Pick One! – The girl must be good with cooking and handling the kitchen.


Here, in this part of the world, the ancient practice of calling upon families with daughters of marriageable age and taking along eligible sons is still as despicable yet customary as ever. Some of us realize the systematic exploitation happening here. Others play right into its hands. Still others deny the horrid objectification standing right under its nose.

Let me take you to a random home where some random middle class family is having its daughters examined for desirable qualities. They are all waiting, breaths hitched, to see which one gets picked. Today can be their lucky day.

Maria, the oldest, has the firmest hand while pouring out tea. The girl must be good with cooking and handling the kitchen. That is one of the main problems solved right there. She has appreciable eyes, pink lips and a fine nose. A little grooming and she would be as presentable to the society as anyone. Her dupatta stays set on her head. That gives away modesty and character.
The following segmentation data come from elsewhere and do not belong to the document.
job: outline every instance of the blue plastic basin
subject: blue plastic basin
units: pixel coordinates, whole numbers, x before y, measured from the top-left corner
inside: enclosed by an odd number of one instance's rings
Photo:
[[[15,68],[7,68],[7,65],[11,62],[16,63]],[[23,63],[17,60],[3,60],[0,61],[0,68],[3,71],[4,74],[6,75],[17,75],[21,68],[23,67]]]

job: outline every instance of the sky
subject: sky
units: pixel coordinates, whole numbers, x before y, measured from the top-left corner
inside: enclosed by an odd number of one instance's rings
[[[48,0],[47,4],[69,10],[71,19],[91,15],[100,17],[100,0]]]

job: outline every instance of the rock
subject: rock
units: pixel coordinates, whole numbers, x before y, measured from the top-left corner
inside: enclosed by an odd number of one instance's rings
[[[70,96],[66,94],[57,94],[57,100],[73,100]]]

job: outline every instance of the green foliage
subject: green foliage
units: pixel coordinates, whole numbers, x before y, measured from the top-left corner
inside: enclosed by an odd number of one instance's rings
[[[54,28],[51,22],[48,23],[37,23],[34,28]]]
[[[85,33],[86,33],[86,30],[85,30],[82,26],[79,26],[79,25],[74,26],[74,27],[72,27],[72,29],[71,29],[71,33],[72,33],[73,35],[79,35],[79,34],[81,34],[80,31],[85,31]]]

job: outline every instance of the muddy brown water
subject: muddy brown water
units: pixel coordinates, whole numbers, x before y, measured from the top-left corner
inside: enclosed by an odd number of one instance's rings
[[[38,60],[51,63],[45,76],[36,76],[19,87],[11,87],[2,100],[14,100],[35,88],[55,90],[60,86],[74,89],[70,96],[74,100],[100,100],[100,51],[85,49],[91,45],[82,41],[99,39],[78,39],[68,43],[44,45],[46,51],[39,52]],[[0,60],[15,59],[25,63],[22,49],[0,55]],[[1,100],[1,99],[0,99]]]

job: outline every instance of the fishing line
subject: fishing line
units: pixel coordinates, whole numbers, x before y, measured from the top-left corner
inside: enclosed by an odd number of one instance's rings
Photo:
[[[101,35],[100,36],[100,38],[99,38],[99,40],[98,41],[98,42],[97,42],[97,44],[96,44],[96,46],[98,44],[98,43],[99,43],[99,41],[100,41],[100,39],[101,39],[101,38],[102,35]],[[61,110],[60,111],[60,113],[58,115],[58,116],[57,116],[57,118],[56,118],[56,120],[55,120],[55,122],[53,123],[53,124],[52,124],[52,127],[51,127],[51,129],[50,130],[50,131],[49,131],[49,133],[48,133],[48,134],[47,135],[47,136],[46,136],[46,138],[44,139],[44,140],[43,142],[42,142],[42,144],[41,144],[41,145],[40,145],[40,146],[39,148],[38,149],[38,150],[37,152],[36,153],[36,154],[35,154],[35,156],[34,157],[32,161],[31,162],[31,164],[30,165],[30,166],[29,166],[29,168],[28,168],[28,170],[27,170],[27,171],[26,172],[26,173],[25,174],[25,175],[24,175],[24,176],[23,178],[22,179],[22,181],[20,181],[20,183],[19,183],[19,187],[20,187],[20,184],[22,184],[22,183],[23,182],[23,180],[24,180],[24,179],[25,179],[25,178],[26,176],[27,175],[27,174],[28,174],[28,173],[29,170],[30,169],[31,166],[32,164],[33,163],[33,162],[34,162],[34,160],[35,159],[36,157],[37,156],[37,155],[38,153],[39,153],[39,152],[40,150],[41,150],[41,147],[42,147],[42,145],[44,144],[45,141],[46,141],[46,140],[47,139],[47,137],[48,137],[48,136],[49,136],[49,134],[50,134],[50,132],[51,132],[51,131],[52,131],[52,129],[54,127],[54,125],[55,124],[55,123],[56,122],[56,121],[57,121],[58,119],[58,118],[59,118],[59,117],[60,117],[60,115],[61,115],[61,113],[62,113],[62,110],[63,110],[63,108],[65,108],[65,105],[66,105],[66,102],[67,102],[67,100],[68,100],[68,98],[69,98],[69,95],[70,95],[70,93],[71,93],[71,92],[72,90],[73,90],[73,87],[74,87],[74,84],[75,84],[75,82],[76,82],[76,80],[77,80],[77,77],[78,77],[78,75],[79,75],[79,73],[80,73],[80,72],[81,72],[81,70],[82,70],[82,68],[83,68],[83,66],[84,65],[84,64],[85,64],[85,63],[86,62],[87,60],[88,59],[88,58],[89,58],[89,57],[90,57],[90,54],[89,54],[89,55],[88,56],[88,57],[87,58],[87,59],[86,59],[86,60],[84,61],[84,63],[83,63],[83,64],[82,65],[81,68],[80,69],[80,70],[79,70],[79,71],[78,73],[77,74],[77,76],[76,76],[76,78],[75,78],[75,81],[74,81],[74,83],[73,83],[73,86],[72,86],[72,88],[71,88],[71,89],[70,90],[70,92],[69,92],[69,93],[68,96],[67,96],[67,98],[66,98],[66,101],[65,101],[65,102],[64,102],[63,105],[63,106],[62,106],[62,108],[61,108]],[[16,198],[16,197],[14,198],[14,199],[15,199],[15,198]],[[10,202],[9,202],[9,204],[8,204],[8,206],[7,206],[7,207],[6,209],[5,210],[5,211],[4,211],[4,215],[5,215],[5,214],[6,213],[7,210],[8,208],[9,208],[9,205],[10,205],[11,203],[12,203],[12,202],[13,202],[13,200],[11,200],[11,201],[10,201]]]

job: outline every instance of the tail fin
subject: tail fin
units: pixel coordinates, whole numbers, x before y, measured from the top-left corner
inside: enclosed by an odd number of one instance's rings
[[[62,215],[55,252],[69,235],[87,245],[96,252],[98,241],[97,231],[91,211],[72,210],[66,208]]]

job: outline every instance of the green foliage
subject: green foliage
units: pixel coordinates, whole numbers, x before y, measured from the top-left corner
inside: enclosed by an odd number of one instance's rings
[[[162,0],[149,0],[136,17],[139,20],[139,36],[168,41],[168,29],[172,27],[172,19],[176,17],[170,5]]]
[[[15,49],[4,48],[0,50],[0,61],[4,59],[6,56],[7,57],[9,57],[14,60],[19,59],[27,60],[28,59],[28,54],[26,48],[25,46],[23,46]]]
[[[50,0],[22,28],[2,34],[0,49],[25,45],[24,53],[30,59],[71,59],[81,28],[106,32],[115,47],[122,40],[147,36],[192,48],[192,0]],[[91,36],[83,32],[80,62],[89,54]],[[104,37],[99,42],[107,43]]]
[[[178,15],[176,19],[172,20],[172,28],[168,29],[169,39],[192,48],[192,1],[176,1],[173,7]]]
Her gaze rarely lifts from the ground and even when it does, it never meets her eye. The Examiner sees obedience and it makes her feel good. Everything is perfect except the curly, uncontrollable hair creating a mess under that dupatta. The Examiner fears the dupatta itself might be a little too much for her friends but she also hopes she can convince the girl to get rid of it when necessary. ‘Oh no, the way she holds herself while standing is a disaster,’ thinks The Examiner and spends a minute on whether that can be gotten rid of. The whole package, nevertheless, is acceptable.

Satisfied, she moves on.

Six women and dog – abstract art vector illustration.

The middle one, Zara, fidgets with the hem of her shirt and does not care enough to sit crossing her legs like a lady. She appears bored and is not paying attention to anyone. She is about to be discarded when Samiha notices Zaid staring at her and realizes that the brooding lips do make her look even more beautiful than she is. That ought to justify the boredom too. Being that pretty justifies much. But Samiha also worries about whether it justifies the thinly veiled anger in her eyes.

“So, Zara, is it? I hope you are studying somewhere. A college?”

“Yes,” she says and then adds “Ma’am”.

Samiha thinks obedience can, indeed, be taught. The girl’s beauty makes up for it all.

The third one, Samiha has forgotten her name, has an innocent look on her face as she gazes up at her parents trying too hard to make small talk with Zaid and his two sisters. She presses her hands together when she feels Samiha looking at her and blushes. Lucky for her, Samiha finds it sweet. Her eyes, like her sisters, are not bad to look at. Unfortunately, the same cannot be said of her nose. Proportionally, it covers way more of her face than it ought to. Someone chokes on their biscuit and the girl rushes over to pour a glass of water. Eager to please, then.

The examination is complete. The girls’ mother thinks this family are God’s perfect miracle. The father knows his daughters will never get a better chance. “Pick one,” The Examiner whispers in her son’s ear, “whichever you want.”